A $4.95 a week age pension increase for a single person ($7.40 for a couple combined) will hardly relieve the "extreme poverty" some seniors are facing, say advocates.
The increases, which come into effect later this month, while welcome were hardly cause for celebration, said National Seniors spokesman Ian Henschke.
“A single older person reliant on the pension survives on an annual income of around $24,000; a couple around $36,000. We know many people in this situation are struggling."
The increases would not "relieve the extreme poverty faced by some age pensioners - especially women and those who rented".
These two groups were among Australia's poorest people, usually because of circumstances beyond their control, he said.
“More than half a million people rely on the pension as their sole source of income.
"While overall inflation is low, the cost of essentials such as health, housing, transport and energy are increasing rapidly.
“It’s time to take the politics out of the pension. The well-being of older Australians shouldn’t be determined by political whim."
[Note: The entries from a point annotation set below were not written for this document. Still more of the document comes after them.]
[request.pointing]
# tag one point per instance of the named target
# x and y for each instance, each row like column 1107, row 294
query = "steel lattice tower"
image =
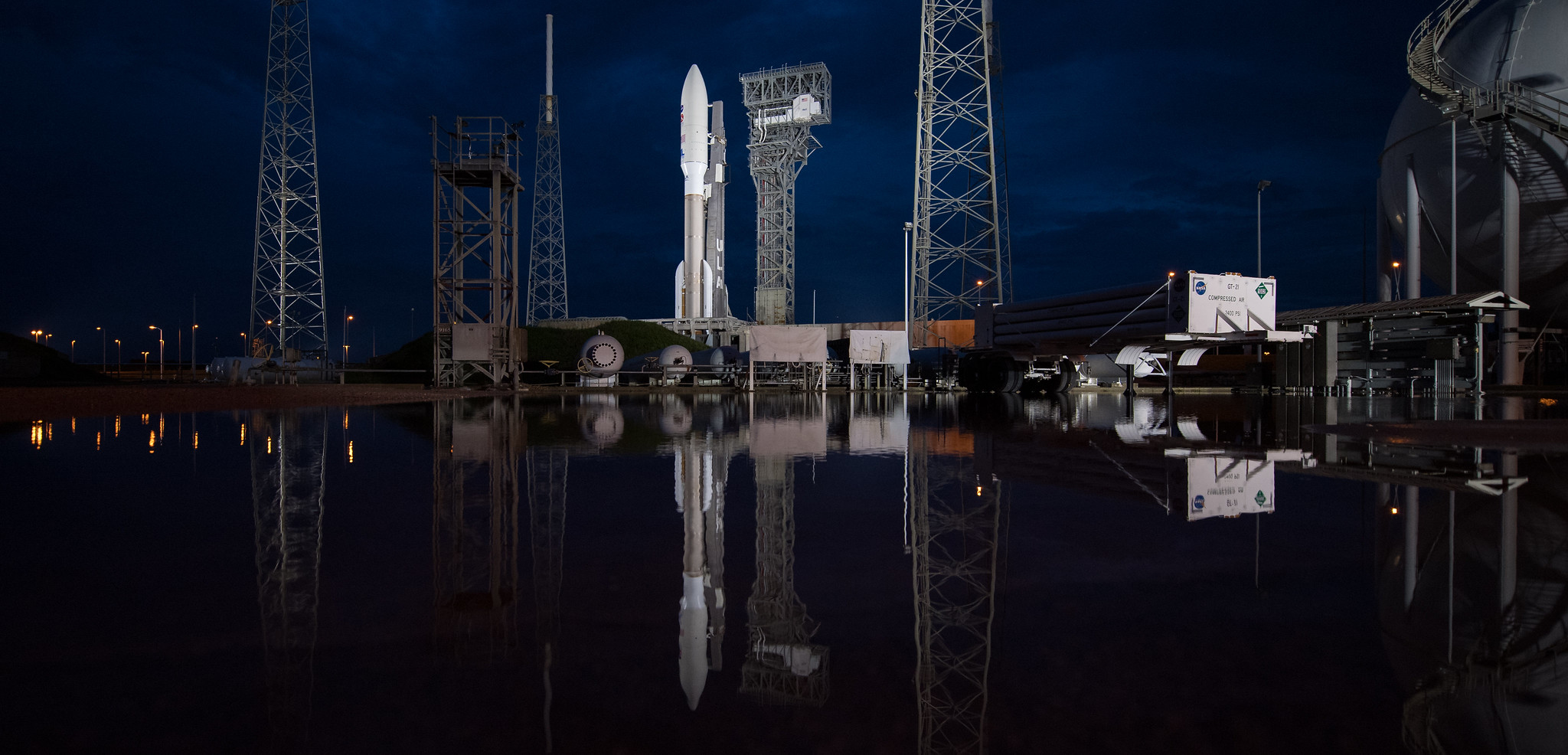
column 287, row 289
column 287, row 489
column 960, row 243
column 475, row 252
column 782, row 104
column 547, row 247
column 957, row 523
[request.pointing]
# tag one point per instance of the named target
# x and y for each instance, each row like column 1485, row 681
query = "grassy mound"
column 28, row 363
column 635, row 336
column 544, row 344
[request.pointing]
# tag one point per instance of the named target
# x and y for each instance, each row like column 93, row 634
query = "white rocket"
column 695, row 273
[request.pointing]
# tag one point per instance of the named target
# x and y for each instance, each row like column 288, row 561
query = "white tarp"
column 1228, row 487
column 788, row 342
column 878, row 348
column 1230, row 303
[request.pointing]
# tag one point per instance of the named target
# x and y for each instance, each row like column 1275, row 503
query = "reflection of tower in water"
column 957, row 523
column 1475, row 610
column 287, row 484
column 475, row 526
column 547, row 529
column 782, row 668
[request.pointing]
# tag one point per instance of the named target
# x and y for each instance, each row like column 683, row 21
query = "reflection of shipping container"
column 1228, row 487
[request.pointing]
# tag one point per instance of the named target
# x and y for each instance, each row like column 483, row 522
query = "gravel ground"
column 27, row 404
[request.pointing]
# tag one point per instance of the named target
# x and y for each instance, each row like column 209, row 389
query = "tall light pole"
column 908, row 228
column 1261, row 185
column 160, row 351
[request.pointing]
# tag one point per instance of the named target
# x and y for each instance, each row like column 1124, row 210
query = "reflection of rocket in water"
column 698, row 498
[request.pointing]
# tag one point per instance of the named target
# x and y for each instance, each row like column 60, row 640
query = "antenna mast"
column 547, row 247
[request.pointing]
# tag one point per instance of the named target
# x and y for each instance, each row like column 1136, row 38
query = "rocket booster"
column 694, row 164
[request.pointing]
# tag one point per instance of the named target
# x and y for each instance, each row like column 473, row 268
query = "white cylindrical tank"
column 1499, row 41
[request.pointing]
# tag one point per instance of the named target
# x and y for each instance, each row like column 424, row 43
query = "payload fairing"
column 701, row 269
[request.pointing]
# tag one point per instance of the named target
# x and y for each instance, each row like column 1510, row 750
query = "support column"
column 1509, row 369
column 1412, row 541
column 1412, row 234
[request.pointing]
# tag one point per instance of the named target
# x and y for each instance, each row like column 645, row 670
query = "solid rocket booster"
column 694, row 164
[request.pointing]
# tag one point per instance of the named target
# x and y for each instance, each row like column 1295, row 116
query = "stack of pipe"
column 1084, row 318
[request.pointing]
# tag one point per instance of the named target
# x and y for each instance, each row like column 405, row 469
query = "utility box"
column 471, row 342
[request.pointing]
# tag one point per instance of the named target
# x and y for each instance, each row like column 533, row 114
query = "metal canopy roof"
column 1455, row 303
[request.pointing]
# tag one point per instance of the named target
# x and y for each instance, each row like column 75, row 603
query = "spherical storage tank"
column 1498, row 43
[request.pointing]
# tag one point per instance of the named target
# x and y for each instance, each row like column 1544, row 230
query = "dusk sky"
column 1135, row 137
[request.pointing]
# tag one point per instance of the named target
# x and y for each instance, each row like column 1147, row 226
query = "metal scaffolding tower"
column 287, row 289
column 962, row 258
column 475, row 526
column 782, row 668
column 546, row 471
column 956, row 520
column 782, row 104
column 475, row 252
column 547, row 245
column 287, row 485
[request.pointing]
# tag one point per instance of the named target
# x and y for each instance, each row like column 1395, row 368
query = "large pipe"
column 1509, row 369
column 1144, row 289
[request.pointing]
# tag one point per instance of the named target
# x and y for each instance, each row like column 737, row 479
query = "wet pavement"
column 792, row 574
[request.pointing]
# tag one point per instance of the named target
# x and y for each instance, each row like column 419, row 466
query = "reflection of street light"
column 160, row 349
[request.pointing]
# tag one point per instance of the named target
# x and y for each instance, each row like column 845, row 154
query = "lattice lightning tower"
column 782, row 104
column 287, row 291
column 547, row 247
column 960, row 243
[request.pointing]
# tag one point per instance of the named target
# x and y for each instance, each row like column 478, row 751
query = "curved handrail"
column 1442, row 83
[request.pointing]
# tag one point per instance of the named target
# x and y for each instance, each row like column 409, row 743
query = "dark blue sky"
column 1135, row 137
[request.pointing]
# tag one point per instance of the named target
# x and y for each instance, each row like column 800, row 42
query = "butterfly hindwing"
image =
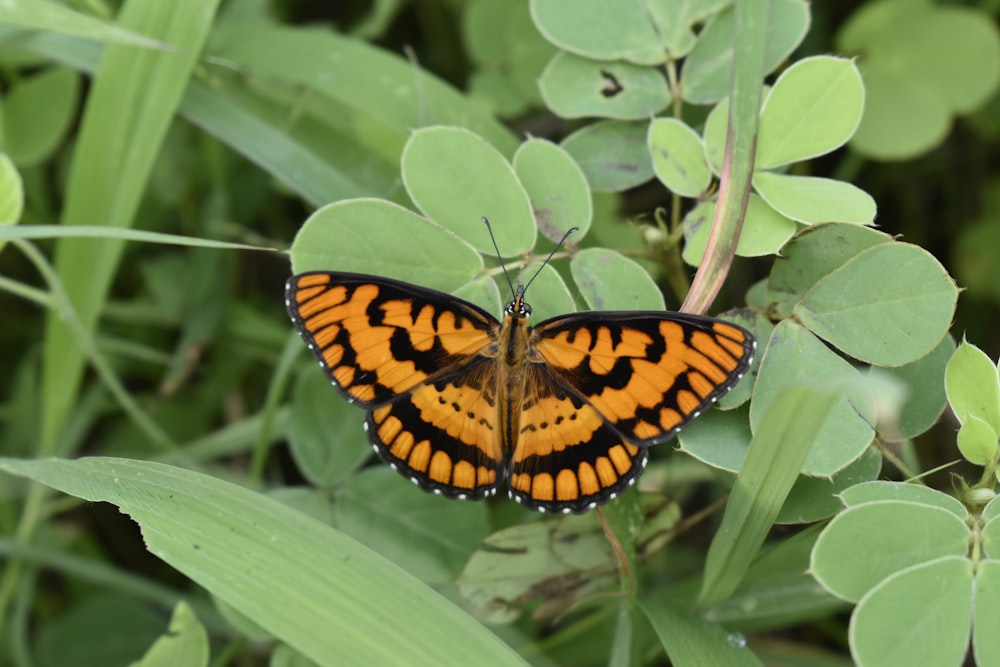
column 568, row 458
column 378, row 338
column 647, row 374
column 441, row 433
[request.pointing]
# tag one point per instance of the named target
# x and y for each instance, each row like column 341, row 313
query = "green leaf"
column 689, row 640
column 52, row 17
column 549, row 295
column 185, row 642
column 778, row 590
column 985, row 642
column 557, row 188
column 900, row 286
column 921, row 63
column 427, row 535
column 564, row 559
column 919, row 616
column 877, row 491
column 383, row 239
column 11, row 194
column 926, row 399
column 612, row 154
column 379, row 85
column 778, row 450
column 307, row 584
column 977, row 440
column 814, row 253
column 456, row 178
column 814, row 107
column 764, row 232
column 325, row 435
column 610, row 281
column 973, row 386
column 37, row 113
column 678, row 157
column 816, row 498
column 795, row 357
column 599, row 30
column 132, row 101
column 809, row 199
column 707, row 71
column 84, row 628
column 574, row 87
column 866, row 543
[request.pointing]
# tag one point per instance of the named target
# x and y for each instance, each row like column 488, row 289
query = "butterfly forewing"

It’s time to take the politics out of the pension. The well-being of older Australians shouldn’t be determined by political whim.
Mr Henschke said while many older Australians owned their own home, around 15 per cent did not. For a variety of reasons some older people had not been able to secure the Australian dream and were forced to seek shelter through the private rental market.
“Unfortunately, that market is often unaffordable. Rental costs have increased significantly over the past 10 years. While rents increased 29% over that period, Commonwealth Rent Assistance increased by only 23%. This exposed older people to higher costs, lower living standards and increased risk of homelessness.”
Mr Henschke said National Seniors was also calling on the government to reinstate the indexation of the energy supplement to assist pensioners and other low-income retirees to pay for escalating energy prices.
“Pensioners continue to be the hardest hit by ever-increasing energy prices and this not only impacts their capacity to keep warm in winter and cool in summer, but the capacity to spend on other essentials such as food, clothing and shelter,” Mr Henschke said.
Fix Pension Poverty
National Seniors has joined with the Benevolent Society on its Fix Pension Poverty campaign.
Joel Pringle, advocacy campaigner at Fix Pension Poverty said: "The age pension is indexed with the intention that the base rate keeps up with the cost of living, but it fails in regards to people stuck in private rent.
"They’ve seen rents go up above the age pension over recent years and it’s no accident this has coincided with increased homelessness for many, particularly older women.
Being stuck in private rent is the biggest indicator of poverty for older Australians. If the Government continues to ignore older people stuck in private rent then the age pension will keep failing poverty amongst older Australians.
"Being stuck in private rent is the biggest indicator of poverty for older Australians. If the Government continues to ignore older people stuck in private rent then the age pension will keep failing poverty amongst older Australians."
The increases to the age pension, effective from March 20, bring the payment to $926.20 per fortnight for a single person and $1396.20 for a couple combined, inclusive of pension and energy supplements.
Those older Australians on Newstart and certain other allowances (and younger ones) fared even worse in the latest round of increases.
Single recipients of newstart allowance, widow allowance and sickness allowance will receive an increase of $5.50 a fortnight to $564.50 including energy supplement. Members of a couple will receive an increase of $5.00 a fortnight to $509.60 each, including energy supplement.
The inequality has prompted sharp criticism from the Australian Council of Social Service.
‘’While the pension rose by $4 a week for singles, the Newstart Allowance rose by $2 a week – half as much," said ACOSS senior adviser Dr Peter Davidson.
“Almost half (45 per cent) of people on Newstart are 45 years of age or older, and more than two-thirds have to rely on that payment for more than a year.
“The gap between pensions and allowances keeps growing, yet people on Newstart don’t have lower housing costs, fuel costs, or electricity bills.
“These are some of the reasons ACOSS is calling for an urgent, $75 a week increase in Newstart and other allowance payments for single people."
Announcing the increases Social Services minister Paul Fletcher said "Since this government came into office the age pension has increased by $117.80 per fortnight for single pensioners and by $177.40 per fortnight for couples combined."
Pensions and allowances are adjusted twice a year, in March and September. Pension increases are linked to prices and wages while allowance increases are linked to the Consumer Price Index.
Rent assistance rates also increase from March 20, as well as a range of income and assets limits for pensions and allowances. This includes higher limits to the income and assets tests for age pensioners.